Disney has won Hollywood. No other studios have had anywhere near the almost-guaranteed success that Disney has had at the box office this year.
Buzzfeed has a really good long-read about how Disney turned around its movie strategy over the past seven years and has become so dominant at a time where it has been disastrous for other studios.
“It feels like audiences are making appointments to go to these super event movies [from Disney], and everything else in between is suffering,” the top exec said. “The handoff kind of went from Endgame to Aladdin, and is probably going to go from Aladdin to Toy Story 4, and from Toy Story 4 to The Lion King.”
Part of the issue is simply that Disney’s franchise movies are, on balance, just better — the average Rotten Tomatoes score for the company’s releases in 2019 are a full 15 points higher than the next-better studio.
And speaking of Disney’s dominance - there’s a new trailer for Mulan out today.
In Australia commercial broadcast TV networks cannot play M-rated movies at 7:30pm, which apparently is frustrating enough that they’re getting creative. Channel 9 went as far as to air Casino Royale in two-parts, with part one at 7:30pm rated PG and the second half from 8:30pm rated M. To make this legit, they aired a bumper advising viewers to come back for part 2 after the break and aired some credits.
Which, as I understand it, is exactly how the filmmakers wanted the film to be seen…
Last week there was a list of Australia’s best comedies. 90s iconic current affairs news parody Frontline came out at number one. The wonderful cynics over at Australian Tumbleweeds have questioned the list and placing Frontline at number one.

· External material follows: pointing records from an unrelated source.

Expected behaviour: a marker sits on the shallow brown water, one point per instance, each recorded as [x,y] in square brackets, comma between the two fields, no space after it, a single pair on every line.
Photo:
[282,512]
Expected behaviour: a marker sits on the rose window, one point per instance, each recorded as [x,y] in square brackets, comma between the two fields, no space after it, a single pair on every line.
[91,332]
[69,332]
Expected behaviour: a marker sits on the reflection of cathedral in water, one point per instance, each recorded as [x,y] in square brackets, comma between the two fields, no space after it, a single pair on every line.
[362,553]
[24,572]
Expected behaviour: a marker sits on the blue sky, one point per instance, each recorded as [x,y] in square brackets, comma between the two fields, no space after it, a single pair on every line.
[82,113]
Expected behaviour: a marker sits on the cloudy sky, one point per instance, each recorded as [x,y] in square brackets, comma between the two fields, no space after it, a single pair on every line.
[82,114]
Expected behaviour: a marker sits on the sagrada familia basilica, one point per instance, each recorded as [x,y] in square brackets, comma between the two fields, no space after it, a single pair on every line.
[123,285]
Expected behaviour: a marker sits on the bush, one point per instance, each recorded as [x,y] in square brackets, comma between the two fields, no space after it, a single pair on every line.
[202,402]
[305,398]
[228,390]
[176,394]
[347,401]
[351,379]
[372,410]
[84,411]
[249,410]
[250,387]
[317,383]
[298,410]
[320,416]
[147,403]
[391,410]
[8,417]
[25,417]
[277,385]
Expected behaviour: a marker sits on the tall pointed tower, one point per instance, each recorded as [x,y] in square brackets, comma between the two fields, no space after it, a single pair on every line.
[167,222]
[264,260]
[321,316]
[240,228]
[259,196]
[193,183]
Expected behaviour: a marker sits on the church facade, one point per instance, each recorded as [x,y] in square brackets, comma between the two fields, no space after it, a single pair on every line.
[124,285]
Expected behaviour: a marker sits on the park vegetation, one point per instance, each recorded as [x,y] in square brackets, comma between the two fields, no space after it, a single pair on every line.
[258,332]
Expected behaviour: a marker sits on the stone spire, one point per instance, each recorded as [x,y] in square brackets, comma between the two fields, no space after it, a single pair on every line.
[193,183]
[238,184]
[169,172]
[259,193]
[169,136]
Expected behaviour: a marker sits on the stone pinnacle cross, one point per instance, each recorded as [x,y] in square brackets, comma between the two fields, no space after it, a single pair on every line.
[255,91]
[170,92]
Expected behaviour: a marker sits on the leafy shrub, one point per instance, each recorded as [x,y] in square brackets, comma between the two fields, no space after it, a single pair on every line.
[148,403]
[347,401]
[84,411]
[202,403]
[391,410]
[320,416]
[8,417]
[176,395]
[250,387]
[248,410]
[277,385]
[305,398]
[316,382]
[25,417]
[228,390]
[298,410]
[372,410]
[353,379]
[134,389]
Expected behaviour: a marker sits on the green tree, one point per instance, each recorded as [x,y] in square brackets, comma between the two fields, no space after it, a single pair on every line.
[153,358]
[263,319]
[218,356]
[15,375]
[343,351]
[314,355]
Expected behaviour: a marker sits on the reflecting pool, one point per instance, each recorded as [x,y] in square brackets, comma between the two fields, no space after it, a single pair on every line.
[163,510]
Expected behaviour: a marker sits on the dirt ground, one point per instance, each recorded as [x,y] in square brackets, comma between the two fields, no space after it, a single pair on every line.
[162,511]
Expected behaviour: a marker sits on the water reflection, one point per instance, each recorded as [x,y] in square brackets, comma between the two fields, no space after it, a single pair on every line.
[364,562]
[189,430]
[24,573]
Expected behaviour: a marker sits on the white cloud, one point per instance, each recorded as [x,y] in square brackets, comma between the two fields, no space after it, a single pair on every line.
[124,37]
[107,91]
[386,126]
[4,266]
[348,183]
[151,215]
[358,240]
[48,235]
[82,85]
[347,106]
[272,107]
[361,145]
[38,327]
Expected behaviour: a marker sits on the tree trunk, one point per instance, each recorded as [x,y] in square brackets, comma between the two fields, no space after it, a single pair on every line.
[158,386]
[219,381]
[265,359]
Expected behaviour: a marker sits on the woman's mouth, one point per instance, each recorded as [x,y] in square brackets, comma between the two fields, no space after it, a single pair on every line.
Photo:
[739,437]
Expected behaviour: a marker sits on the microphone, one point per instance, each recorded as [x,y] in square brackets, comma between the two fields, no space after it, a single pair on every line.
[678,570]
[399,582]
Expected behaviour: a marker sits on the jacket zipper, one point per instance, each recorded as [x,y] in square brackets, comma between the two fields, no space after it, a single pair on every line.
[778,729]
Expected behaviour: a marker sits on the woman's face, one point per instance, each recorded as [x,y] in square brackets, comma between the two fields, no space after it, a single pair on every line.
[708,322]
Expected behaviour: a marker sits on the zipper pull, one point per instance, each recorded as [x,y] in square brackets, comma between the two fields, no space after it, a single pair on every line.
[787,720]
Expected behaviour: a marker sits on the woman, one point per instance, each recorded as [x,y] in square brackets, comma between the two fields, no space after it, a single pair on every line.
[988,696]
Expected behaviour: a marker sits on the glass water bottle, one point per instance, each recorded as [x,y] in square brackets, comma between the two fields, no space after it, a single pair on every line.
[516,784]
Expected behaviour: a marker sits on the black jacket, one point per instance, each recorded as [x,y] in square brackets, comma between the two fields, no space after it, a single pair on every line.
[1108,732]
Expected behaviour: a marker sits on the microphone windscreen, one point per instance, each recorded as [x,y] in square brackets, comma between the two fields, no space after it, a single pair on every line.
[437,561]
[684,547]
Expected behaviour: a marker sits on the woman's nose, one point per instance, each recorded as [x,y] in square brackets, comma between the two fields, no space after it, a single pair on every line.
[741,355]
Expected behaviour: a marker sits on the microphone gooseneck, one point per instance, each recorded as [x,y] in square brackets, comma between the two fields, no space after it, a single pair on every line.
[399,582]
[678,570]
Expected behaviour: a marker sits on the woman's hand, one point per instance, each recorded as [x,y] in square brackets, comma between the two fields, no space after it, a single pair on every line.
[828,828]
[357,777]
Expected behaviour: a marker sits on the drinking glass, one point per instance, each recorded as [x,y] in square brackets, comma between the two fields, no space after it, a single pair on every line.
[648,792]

Saying Frontline is Australia’s greatest comedy doesn’t start a discussion, it ends it. Nobody today watches Frontline – shit, it’s a show about the media that predates the internet and is about an Australia that a): has current affairs television and b): has male hosts of current affairs television, so rest assured it’s probably not as “timeless” as it’s claimed to be – but everyone knows it’s quality television. So why not say it’s the all-time best comedy to come from this country?
The daily mobile trivia game show HQ has laid off 20% of its staff as it moves towards its inevitable closure. Also, they’re shifting to a subscription model asking users to cough up $9.99 a month. End of times.
I loyally played HQ for most of its time on earth, but deleted the app back in April when Scott Rogowski was hired for a TV hosting gig and the service wouldn’t let him say goodbye on the show. That seemed like poor form to me and was indicative of the biggest problem HQ has: It never valued talent. So many of the hosts were terrible and it seemed obvious few of them were given much, if any, training. Inept hosts are a bug, not a feature.
In a sign that Netflix is growing up, Ted Sarandos has reportedly told staff to be smarter and more strategic about its big investments. Apparently the lukewarm interest in the middling Triple Frontier (that was the movie where Ben Affleck & Co stole a bunch of money and threw a goat off the side of a mountain) was one of the big investments cited as being wasteful.